Though it mentions blogging off-handedly, the book seems to focus a lot on news websites failing to take into account the striking influence and change brought about by community-centered news-sharing. Not to mention the inability to foresee (who could?) the rise of social-centric/web 2.0 news aggregation (read: Digg, Reddit). Of course, it’s hard to fault Johnson. Instead it may have been his musings and insistent resurrection of Mcluhan-like observation that sparked many of the social-tech innovations and cognitive queries seen in the ensuing years.
What’s hard to work through, from my perspective today, is the laborious overtures on long-dead technologies. Microsoft’s Bob is discussed at length over several chapters, though mostly in the context in how its metaphors ultimately fail. Johnson devotes nearly an entire chapter to frames in web-pages. In some ways it’s nice to think we’ve moved so far away from these technologies that to see them discussed in such a serious context is nearly laughable. This of course also begs the question of what will seem old-hat and silly a decade from today?
Johnson writes about The Palace as an example of the coming possibilities (remember ’97) of a graphical chat-like forum. It was fun in this instance to reminisce. I remember bouncing around in The Palace and thinking what a wonderfully, grand experience it was back then when I would have been in High School. What’s sad reading about it now is, of course, how close Johnson was to seeing such a drastic reorganizing of graphical, social networks. I would have loved to read his take on exploring World of Warcraft and Second Life as social-information spaces. Even the explosion of Facebook in recent years seems like a great example of rearranging information space within a social, graphical environment.
In short, while I really enjoy Johnson’s work and his excellent channeling of Mcluhan to critique a medium– even going so far as to adamantly suggest interface should be understood as an artistic medium– it’s timeliness falls short.

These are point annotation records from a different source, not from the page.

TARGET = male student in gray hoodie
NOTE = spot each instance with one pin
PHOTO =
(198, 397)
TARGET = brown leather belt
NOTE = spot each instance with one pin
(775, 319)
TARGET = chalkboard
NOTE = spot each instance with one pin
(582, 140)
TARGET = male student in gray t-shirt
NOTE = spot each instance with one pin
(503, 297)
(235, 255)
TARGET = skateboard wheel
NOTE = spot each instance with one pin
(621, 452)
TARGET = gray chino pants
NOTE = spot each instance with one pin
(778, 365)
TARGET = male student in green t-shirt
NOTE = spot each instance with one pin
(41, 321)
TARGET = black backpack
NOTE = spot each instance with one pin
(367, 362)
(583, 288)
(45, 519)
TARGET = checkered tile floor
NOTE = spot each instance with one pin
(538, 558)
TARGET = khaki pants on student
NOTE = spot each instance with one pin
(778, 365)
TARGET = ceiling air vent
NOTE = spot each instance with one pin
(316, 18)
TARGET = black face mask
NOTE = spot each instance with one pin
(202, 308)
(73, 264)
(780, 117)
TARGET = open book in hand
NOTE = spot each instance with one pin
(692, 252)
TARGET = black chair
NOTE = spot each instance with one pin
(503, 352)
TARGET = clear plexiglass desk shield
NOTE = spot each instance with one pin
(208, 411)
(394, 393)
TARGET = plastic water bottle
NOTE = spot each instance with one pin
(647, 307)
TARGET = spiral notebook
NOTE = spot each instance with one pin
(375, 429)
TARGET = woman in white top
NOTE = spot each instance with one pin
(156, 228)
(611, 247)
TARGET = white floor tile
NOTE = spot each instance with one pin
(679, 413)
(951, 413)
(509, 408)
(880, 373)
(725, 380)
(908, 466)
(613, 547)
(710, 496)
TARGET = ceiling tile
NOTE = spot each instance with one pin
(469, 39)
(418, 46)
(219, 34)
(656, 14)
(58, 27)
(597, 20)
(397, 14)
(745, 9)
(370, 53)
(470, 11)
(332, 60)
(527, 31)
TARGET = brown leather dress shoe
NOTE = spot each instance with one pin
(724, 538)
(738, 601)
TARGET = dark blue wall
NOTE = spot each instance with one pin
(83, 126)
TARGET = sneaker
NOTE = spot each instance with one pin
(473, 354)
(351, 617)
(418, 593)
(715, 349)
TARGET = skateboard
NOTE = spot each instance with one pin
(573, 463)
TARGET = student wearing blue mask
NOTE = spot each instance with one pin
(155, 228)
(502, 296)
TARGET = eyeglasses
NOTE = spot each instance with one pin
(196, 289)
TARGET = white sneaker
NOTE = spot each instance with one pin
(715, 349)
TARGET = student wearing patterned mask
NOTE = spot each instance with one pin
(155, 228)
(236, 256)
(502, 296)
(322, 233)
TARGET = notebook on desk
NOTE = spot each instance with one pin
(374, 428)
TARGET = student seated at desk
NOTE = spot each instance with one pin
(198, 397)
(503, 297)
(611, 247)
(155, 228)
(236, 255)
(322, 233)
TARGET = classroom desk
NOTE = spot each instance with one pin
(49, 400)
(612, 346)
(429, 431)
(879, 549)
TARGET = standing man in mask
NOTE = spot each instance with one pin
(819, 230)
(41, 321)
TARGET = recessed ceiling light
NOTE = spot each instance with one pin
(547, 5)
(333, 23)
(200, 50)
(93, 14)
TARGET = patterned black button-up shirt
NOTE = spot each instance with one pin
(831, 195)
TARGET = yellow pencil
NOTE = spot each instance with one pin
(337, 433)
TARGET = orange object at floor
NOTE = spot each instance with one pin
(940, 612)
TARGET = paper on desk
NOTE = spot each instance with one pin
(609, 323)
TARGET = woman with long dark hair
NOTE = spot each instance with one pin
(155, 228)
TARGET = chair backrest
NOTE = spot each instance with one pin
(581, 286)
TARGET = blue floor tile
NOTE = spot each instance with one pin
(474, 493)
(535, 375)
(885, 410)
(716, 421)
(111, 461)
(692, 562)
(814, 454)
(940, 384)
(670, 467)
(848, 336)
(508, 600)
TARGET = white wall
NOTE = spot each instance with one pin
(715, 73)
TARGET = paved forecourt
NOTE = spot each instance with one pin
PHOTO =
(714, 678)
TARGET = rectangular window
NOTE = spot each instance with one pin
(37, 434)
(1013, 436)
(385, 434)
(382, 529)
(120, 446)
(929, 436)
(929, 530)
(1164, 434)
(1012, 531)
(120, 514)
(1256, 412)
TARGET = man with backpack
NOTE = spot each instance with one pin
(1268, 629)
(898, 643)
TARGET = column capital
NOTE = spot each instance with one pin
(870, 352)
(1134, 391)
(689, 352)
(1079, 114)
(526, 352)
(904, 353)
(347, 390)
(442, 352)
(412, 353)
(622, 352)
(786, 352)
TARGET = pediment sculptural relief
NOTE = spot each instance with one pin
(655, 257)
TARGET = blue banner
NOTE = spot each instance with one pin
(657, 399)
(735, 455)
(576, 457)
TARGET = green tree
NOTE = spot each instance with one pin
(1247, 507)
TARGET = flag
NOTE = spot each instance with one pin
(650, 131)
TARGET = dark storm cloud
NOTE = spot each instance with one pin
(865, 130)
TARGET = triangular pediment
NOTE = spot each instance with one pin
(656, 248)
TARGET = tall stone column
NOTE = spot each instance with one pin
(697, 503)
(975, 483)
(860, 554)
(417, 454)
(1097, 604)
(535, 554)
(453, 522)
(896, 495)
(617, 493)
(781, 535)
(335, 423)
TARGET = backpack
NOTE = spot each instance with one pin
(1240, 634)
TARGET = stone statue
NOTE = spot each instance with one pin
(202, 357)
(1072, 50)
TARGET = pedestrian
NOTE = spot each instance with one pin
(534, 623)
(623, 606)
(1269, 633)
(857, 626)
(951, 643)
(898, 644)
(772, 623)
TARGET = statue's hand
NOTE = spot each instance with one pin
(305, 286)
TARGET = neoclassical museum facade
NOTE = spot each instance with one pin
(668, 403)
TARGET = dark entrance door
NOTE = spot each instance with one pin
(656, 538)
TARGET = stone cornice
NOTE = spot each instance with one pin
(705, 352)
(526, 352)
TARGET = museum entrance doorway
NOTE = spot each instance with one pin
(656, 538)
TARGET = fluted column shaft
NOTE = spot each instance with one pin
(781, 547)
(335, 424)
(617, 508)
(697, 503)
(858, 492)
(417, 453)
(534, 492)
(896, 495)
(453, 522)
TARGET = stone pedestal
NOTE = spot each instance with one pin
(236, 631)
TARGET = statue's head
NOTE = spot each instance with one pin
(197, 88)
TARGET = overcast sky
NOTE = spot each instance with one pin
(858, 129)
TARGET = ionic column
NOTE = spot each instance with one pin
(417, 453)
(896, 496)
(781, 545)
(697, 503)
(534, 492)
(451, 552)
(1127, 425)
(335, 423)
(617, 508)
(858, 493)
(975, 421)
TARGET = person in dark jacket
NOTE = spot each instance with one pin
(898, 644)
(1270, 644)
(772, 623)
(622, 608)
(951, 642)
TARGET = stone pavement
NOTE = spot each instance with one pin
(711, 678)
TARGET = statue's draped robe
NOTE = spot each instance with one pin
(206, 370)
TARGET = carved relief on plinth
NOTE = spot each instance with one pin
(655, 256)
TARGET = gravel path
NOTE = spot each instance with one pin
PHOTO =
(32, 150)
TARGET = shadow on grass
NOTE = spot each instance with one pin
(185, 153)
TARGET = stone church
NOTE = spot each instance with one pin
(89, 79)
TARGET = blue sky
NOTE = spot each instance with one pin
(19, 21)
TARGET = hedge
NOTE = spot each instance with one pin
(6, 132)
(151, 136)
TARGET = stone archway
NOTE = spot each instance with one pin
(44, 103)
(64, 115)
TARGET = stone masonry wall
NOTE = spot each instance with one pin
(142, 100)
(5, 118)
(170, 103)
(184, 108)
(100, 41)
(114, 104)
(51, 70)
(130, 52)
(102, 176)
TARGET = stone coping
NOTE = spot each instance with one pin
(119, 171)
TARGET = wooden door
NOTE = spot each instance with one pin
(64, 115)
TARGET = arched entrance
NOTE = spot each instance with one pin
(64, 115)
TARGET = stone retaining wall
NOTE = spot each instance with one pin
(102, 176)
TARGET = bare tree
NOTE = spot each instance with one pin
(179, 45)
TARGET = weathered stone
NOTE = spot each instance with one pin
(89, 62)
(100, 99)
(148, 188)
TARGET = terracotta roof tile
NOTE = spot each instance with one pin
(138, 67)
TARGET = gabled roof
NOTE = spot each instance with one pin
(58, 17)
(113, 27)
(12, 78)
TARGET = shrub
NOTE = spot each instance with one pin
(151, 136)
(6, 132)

Such is the problem with writing about technology and culture. A critique written two minutes ago is immediately out of date. Here’s to reading this blog post ten years from now and reminiscing and laughing about how out of date it is. So it goes.
Are you suggesting that it is no longer worth reading? Or perhaps only worth reading for those who are blogging and social-networking-site enthusiasts (e.g. McLuhanites, haha)?
It is definitely still and interesting read. It’s primarily an argument about how the graphical user interface paradigm has shifted the way we think about information. I find the insistence on considering interface as an artistic medium quite fascinating. My hesitancy about the material is not that it’s no longer valid or interesting but that I wish it were extended to encompass web 2.0. Many of the examples cited in the book have much, much better examples now, but it doesn’t mean that the ideas are less valid.
BTW there is pretty much no mention of blogging. So feel free to read!